Wodan Ling, PhD

Emerging large-scale microbiome-profiling studies introduce new opportunities as well as challenges. One challenge inherent to the large sample sizes is the batch effect, which arises from differential processing of specimens and can lead to spurious findings. Most existing strategies for mitigating batch effect rely on approaches designed for genomic analysis, failing to address the zero-inflated and over-dispersed microbiome data. Strategies tailored for microbiome data are restricted to association testing, failing to allow other analytic goals such as visualization. In this talk, we present the Conditional Quantile Regression (ConQuR) approach, the first robust and comprehensive method that accommodates the complex distributions of microbial read counts, and generates batch-removed zero-inflated read counts that can benefit all usual subsequent analyses.

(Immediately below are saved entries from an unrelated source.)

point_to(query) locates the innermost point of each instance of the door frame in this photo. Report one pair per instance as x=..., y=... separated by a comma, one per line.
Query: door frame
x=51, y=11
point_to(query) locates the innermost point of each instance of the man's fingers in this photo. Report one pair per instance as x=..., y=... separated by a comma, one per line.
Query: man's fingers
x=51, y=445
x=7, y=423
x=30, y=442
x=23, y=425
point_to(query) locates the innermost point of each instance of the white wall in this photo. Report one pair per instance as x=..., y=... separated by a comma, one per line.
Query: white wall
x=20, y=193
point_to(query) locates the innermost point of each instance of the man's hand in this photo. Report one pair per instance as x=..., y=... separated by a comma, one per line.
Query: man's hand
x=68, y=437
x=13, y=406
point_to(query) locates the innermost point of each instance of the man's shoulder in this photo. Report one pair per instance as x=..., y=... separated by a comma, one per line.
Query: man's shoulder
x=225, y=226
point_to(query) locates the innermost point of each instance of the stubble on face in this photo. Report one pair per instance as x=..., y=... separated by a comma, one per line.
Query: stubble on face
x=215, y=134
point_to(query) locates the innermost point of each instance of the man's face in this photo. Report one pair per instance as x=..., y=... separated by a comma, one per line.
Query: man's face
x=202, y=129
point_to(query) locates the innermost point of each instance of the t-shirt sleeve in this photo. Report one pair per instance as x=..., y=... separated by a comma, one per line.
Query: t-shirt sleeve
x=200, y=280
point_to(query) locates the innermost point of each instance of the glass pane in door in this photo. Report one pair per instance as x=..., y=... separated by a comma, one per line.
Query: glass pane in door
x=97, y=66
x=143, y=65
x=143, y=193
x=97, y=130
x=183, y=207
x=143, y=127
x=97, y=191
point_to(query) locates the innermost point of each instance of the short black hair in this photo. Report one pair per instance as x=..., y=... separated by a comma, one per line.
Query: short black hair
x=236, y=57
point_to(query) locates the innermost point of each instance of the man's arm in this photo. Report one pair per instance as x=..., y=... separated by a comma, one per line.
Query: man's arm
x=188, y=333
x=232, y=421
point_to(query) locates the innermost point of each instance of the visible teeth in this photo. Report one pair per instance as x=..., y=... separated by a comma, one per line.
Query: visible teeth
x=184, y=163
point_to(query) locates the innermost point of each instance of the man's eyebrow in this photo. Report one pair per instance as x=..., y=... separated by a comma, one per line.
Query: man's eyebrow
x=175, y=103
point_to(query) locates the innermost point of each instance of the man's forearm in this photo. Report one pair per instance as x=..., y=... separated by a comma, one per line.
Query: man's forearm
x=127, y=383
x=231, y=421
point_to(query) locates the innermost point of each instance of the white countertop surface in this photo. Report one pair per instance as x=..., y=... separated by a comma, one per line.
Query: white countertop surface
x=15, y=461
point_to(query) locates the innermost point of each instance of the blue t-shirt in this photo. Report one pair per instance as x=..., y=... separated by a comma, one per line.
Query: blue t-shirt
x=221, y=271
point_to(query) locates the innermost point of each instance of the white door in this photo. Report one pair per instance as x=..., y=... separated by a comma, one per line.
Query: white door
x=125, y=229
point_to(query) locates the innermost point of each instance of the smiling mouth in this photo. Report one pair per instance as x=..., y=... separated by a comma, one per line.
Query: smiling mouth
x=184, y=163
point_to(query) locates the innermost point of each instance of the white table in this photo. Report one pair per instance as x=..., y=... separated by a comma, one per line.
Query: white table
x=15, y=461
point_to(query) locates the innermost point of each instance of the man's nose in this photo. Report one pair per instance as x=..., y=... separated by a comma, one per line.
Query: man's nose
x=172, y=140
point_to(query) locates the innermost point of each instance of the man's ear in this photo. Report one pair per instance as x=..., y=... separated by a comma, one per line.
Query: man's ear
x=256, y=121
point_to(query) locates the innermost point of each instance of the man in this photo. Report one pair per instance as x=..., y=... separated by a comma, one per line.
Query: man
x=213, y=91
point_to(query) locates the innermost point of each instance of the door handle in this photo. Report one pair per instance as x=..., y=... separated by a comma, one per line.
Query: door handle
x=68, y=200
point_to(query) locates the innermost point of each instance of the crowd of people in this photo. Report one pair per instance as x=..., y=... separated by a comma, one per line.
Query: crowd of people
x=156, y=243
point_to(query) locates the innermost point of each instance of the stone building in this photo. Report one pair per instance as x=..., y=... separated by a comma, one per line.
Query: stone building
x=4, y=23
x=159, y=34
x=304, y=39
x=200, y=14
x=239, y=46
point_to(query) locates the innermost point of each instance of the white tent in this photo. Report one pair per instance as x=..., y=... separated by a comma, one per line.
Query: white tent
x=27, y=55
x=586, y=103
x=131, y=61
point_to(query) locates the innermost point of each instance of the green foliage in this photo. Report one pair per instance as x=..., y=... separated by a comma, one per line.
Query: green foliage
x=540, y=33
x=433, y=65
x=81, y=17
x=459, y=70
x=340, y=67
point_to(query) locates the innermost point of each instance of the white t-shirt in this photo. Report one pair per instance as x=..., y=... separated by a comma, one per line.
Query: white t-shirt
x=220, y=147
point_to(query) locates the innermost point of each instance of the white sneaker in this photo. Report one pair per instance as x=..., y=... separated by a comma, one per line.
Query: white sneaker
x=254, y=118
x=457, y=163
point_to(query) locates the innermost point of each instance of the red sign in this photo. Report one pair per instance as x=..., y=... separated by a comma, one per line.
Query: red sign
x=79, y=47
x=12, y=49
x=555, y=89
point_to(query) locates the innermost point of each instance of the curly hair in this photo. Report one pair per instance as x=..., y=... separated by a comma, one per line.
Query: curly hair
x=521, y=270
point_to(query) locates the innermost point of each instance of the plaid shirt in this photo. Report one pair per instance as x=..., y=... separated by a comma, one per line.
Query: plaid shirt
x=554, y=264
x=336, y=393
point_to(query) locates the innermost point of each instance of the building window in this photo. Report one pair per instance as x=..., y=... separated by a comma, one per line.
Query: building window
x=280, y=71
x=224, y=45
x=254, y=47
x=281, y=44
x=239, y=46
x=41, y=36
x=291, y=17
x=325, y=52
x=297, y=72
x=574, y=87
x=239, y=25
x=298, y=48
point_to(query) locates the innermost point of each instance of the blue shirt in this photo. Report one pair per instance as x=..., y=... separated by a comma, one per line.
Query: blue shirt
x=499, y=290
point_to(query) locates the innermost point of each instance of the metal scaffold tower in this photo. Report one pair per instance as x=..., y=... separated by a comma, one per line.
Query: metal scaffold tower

We demonstrate its state-of-the-art performance in removing the batch effect of microbiome data while preserving the signals of interest. Another challenge is the reliable biological implication of individual taxa. Classical tests often do not accommodate the realities of microbiome data, leading to power loss. Approaches tailored for microbiome data often have inflated false positive rates, generally due to unsatisfied distributional assumptions. Most extant approaches also fail in the presence of heterogeneous effects. In this talk, we present the zero-inflated quantile (ZINQ) approach, which is robust to complex distributions of microbiome data and improves testing power by summarizing signals over different quantiles of a taxon’s abundance, facilitating detection of heterogeneous effects. We show that ZINQ often has equivalent or higher power compared to existing tests even as it offers better control of false positives.